I’d like to help out NaNoWriMoers by offering some counseling for the most common irrational beliefs that will get in their way when it comes to writing. The NaNoWriMo site has plenty of practical writing advice that you can find here..
For the next thirty days we’ll look at the thoughts and emotions that keep people from writing their own novel/
Today’s Irrational Belief About Writing:
I can’t write a novel. I’ve never done it before and it will suck.
Let’s break this thought down. Can you type coherent sentences? Are you literate?
You can write a book, not necessarily a good book, but you can mechanically write a book. No question.
Now, for the second part. You’ve never done it before and it will suck.

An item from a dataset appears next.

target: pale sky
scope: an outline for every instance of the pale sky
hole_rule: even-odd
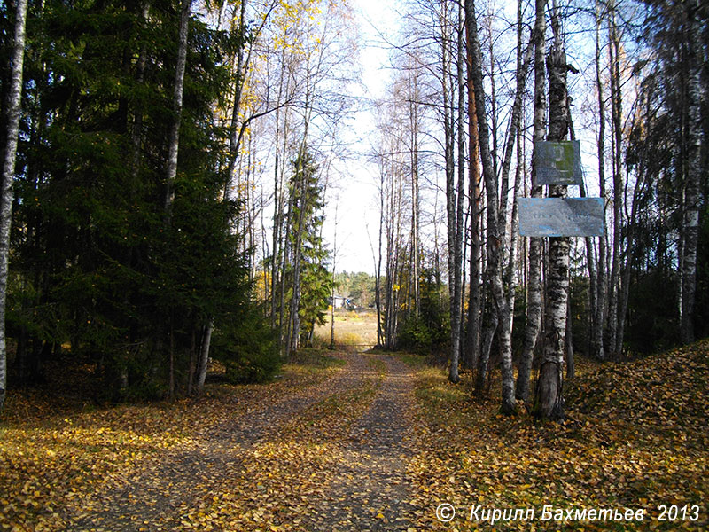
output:
[[[380,98],[385,94],[390,78],[389,50],[382,40],[394,40],[398,31],[397,3],[393,0],[351,0],[362,36],[360,60],[362,69],[363,98]],[[381,35],[380,35],[381,34]],[[379,223],[378,168],[367,160],[370,138],[375,134],[371,112],[366,108],[357,113],[352,123],[352,137],[358,142],[353,150],[361,153],[345,163],[346,175],[339,179],[338,189],[328,191],[324,236],[328,246],[333,248],[337,225],[338,271],[366,271],[375,270],[371,245],[377,248]],[[337,224],[335,223],[337,204]]]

This could very well be true. The first time you do something you have to develop a learn-as-you-go process. You will need to continue to type when you feel insecure.

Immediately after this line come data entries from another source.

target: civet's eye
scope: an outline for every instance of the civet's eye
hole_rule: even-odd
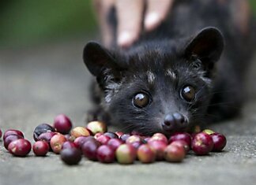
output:
[[[143,108],[148,105],[150,102],[150,97],[145,92],[136,94],[133,98],[133,104],[137,108]]]
[[[181,90],[181,96],[187,102],[191,102],[195,97],[195,90],[192,86],[184,86]]]

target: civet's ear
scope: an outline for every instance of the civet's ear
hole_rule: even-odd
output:
[[[102,75],[107,68],[112,71],[119,70],[118,64],[111,53],[95,42],[89,42],[86,44],[83,59],[89,72],[96,76]]]
[[[201,30],[188,43],[185,49],[187,57],[196,56],[203,63],[217,61],[224,50],[224,37],[220,31],[213,27]]]

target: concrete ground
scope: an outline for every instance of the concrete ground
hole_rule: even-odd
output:
[[[90,75],[81,60],[85,41],[23,50],[0,50],[0,128],[24,131],[31,142],[36,126],[67,114],[74,126],[85,125],[90,106]],[[254,60],[255,61],[255,60]],[[256,62],[254,62],[256,63]],[[104,165],[85,158],[66,166],[59,156],[14,157],[0,139],[0,185],[13,184],[255,184],[256,64],[248,75],[248,101],[243,117],[209,126],[224,133],[222,153],[190,154],[181,164],[156,162]]]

And what if it sucks? Let’s suppose it does suck. What would be the problem with that? Must you only do things that you excel at? Is it shameful to attempt something and not be great at it?
Of course not.
Albert Ellis used to say “Anything worth doing is worth doing poorly.” In other words, if you like something, do it because it’s rewarding not because you’ll excel at it. Not playing basketball because Michael Jordan does it better than you is a silly reason to not do something you like.
Okay? Ass on chair, fingers on keyboard. Type.